Independent auditors are struggling to hold AI companies accountable

By Alex C. Engler

 
January 26, 2021

For years, HireVue’s fully autonomous software, which uses AI to analyze facial features and movements during job interviews, has raised concerns and criticisms for both its grandiose claims and the high likelihood of biased outcomes. Previously, the company had shrugged off those concerns, as facial and audio analysis was a central aspect of its sales pitch—even though its methods were based on the dubious idea that a person’s facial expressions or tone of voice can reveal whether they’d be good at a particular job. So it was especially shocking that when announcing it would stop using facial analysis, HireVue also cited an independent audit that supposedly exonerated its algorithms from bias.

Yet what is needed is not surprise, but incredulity. On closer inspection, it’s not clear that either claim is completely true, and in mischaracterizing the audit, HireVue reveals the shaky foundations of the new algorithmic auditing industry.

FACIAL ANALYSIS IN OLDER ASSESSMENTS

HireVue’s press release says that the company has stopped using facial analysis in new assessments, the evaluation tools that HireVue sells to companies. However, the company will continue to use facial characteristics to determine employability in preexisting models at least into this year.

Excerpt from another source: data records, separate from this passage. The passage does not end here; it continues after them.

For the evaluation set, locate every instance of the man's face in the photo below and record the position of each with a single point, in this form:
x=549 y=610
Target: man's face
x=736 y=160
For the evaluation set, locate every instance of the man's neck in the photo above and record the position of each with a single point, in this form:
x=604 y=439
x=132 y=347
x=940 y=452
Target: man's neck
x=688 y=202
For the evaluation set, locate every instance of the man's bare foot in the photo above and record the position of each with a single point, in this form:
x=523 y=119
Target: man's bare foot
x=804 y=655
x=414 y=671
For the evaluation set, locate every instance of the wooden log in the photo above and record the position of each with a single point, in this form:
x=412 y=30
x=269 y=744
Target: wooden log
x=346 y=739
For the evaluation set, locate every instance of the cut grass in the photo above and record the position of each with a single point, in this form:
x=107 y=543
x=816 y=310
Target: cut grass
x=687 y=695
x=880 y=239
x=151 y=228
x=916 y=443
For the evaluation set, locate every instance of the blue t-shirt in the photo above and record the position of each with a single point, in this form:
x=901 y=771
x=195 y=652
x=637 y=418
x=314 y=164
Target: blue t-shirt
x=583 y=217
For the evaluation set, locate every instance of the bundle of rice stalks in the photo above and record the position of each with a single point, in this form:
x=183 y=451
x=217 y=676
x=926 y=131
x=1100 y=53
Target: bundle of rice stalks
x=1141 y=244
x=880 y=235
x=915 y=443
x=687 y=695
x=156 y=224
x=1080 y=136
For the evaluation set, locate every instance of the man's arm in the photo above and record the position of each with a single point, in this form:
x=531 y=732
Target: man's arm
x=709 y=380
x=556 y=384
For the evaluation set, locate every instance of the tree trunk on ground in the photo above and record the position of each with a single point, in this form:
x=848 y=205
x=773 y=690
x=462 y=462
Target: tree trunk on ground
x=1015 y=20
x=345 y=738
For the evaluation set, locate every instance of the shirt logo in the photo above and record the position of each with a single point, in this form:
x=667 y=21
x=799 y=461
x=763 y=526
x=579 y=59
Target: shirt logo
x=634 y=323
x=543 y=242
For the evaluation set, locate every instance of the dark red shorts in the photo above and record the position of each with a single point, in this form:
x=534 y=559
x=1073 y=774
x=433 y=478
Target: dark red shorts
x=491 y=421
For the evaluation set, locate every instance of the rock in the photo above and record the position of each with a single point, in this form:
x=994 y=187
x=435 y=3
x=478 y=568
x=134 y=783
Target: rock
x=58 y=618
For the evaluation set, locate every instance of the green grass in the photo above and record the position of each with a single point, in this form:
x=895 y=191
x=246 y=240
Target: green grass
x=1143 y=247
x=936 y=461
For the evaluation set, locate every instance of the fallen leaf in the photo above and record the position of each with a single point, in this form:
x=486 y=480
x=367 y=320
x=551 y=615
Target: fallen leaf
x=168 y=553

HireVue’s assessments can vary from a simple game of math proficiency to custom evaluations that predict specific job outcomes—such as sales or performance reviews—based on resumes, psychometric tests, and video interviews. These custom assessments are expensive and time-consuming to build, and they feasibly could be used for years after their development. Last year, HireVue algorithms analyzed millions of job interviews, of which some unknown percent still use facial analysis. Now, HireVue says it is removing the facial analysis component of these assessments when they come up for review.

HireVue calls its policy change “proactive,” but it came many months after a chorus of criticism and a formal complaint filed with the Federal Trade Commission. HireVue’s statement also takes credit for having an expert advisory board, but neglects to mention that its board’s AI fairness expert Suresh Venkatasubramanian, “quit over [HireVue’s] resistance to dropping video analysis” in 2019.

A BURGEONING BUT TROUBLED INDUSTRY

Yet most concerning is how HireVue misrepresents the analysis by O’Neil Risk Consulting & Algorithmic Auditing (ORCAA), the consultancy founded and run by Cathy O’Neil, a PhD mathematician and author of the skeptical AI book Weapons of Math Destruction.

The idea of algorithmic auditing is that an independent party scrutinizes the inner workings of an algorithmic system. It might evaluate concerns about bias and fairness, check for unintended consequences, and create more transparency to build consumer trust.

HireVue’s statement uses a partial quote and misleading phrasing to suggest that the ORCAA algorithmic audit broadly verifies the absence of bias in HireVue’s many assessments. However, having viewed a copy of the ORCAA audit, I don’t believe it supports the conclusion that all of HireVue’s assessments are unbiased. The audit was narrowly focused on a specific use case, and it didn’t examine the assessments for which HireVue has been criticized, which include facial analysis and employee performance predictions.

I would quote relevant sections of the ORCAA report, except that in order to download it, I was forced to agree not to share the document in any way. You can download the entire report for yourself. HireVue did not respond by press time to a request for comment about how it characterized the report.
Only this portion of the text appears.